Wie adaptiert man Perfektion?

The Last of Us ist eines der besten Spiele der vergangenen Dekade. Überhäuft mit so ziemlich jedem Gaming-Preis, gelobt für Storytelling, Musik, Voice-Acting und diesem üblen Kloß im Hals, wenn der Abspann läuft. Das Playstation Exclusive hob Gaming in neue Sphären und zeigte, wie immersiv ein Spiele-Erlebnis sein kann. Zurecht: auch für mich ist das Spiel ein Meisterwerk, an dem sich bis heute die Konkurrenz messen muss.

Ein Game zu adaptieren ist jedoch kein leichtes Unterfangen. Das haben mittelmäßige Horror-Ausflüge (Silent Hill, Resident Evil) und die Filmgurken von Uwe Boll (Postal, Dungeon Siege, Far Cry) ausreichend bewiesen. Doch das Erfolgsteam um den Welthit Chernobyl macht so vieles richtig, was man richtig machen kann. Teilweise mit den (schon im Spiel fantastischen) Originaldialogen und Sets mit absolutem Wiedererkennungsfaktor, teilweise schlau erweitert und mit neuem Kontext gefüllt. Und: sie haben den Fokus des Spiels nicht aus den Augen verloren.

Der Kern der Geschichte kommt ohne Zombies aus

The Last of Us – Staffel 1 ist keine generische Zombie-Kost, wie wir sie 100-mal gesehen haben. Denn die Zombies, so furchteinflößend sie auch sind, spielen eine untergeordnete Rolle. Wie auch zu den besten Zeiten von The Walking Dead geht es um zwischenmenschliche Beziehungen und der Frage, wie sich Menschen verhalten, wenn sie in Extremsituationen kommen. Und wie sie mit Trauer, Nähe, Verlustangst und Einsamkeit umgehen.

Einfach nur am Leben bleiben: Joel (Pedro Pascal) schlägt sich durch die Apokalypse.
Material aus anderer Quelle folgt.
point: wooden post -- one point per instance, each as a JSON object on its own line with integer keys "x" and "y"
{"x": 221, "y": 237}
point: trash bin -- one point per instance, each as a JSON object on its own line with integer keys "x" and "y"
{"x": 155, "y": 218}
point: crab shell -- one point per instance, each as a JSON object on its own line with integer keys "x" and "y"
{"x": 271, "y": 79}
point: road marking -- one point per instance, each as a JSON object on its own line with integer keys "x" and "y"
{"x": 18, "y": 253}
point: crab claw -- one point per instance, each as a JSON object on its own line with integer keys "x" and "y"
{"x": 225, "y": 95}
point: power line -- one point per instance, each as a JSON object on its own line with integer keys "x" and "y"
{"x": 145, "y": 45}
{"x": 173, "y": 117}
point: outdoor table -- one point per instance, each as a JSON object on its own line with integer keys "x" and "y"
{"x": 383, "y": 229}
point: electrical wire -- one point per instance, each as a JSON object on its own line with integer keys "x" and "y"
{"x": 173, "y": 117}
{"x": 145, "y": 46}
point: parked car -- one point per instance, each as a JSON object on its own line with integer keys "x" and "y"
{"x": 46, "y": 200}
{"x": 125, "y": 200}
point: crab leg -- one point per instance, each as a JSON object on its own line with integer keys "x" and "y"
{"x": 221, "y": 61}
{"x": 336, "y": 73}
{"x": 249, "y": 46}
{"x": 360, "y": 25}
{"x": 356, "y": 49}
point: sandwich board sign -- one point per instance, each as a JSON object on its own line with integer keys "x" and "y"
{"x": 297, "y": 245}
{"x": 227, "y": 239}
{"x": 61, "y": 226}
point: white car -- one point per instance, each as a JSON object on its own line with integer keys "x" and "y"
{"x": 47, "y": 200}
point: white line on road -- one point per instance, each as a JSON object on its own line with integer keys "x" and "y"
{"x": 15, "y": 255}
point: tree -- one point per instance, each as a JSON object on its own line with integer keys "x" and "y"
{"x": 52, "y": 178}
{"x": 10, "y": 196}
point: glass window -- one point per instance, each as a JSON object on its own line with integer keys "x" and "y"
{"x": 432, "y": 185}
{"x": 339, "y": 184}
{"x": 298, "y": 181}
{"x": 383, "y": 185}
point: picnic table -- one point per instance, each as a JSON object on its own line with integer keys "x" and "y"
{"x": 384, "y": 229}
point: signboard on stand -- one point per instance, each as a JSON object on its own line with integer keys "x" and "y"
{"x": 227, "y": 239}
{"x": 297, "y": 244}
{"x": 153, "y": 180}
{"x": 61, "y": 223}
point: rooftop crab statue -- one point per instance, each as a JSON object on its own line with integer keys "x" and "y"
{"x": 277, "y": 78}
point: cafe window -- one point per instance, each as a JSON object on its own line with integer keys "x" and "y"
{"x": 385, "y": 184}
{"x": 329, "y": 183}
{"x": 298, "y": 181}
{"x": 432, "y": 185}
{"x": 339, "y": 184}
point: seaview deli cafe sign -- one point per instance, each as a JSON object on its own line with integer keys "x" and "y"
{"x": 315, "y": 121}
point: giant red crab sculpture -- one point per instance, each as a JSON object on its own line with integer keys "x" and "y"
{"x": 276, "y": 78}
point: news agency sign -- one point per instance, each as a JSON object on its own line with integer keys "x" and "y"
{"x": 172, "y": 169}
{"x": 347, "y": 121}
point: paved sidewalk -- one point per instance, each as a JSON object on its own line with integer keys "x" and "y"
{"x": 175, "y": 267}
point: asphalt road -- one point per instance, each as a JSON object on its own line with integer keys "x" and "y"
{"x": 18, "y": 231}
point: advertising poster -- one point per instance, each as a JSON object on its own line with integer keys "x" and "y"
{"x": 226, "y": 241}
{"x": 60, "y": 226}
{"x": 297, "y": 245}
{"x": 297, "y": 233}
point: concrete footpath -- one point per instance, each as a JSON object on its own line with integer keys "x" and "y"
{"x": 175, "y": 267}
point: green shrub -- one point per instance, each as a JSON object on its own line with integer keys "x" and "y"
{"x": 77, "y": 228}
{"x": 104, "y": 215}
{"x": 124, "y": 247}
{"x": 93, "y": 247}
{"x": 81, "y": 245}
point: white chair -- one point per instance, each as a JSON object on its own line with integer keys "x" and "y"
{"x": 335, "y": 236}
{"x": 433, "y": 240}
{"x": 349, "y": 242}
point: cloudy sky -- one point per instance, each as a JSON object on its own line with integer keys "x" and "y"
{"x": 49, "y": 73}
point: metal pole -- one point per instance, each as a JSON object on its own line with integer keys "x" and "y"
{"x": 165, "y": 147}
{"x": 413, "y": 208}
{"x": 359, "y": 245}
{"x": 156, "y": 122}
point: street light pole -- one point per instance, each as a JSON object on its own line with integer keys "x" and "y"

Die Konsequenz daraus ist: es gibt sehr wenige Zombies zu sehen. Natürlich kann man nicht erwarten, dass hier neun Episoden lang auf Untote draufgeballert wird, wie es auch im Spiel passiert. Doch die Begegnungen mit dem infizierten Feind sind extrem rar gesät und hätten gerne noch ein paar Mal mehr eingestreut werden können. Was dafür jedoch Platz findet, ist die Konstellation zwischen Ellie und Joel.

Wie Vater und Tochter?

Denn diese zwei – augenscheinlich – ungleichen Protagonist:innen sind der Dreh- und Angelpunkt der Handlung – ihr zögerliches, teils aggressives Herantasten, die Neugier, die auf Ablehnung trifft. Der verbindende Humor, der mit jeder Folge präsenter wird. Die gemeinsamen Momente des Horrors und der Schönheit. In der Serienadaption werden das die Zuschauenden, je nachdem, ob sie die Vorlage kennen, oder nicht, sehr ambivalent sehen.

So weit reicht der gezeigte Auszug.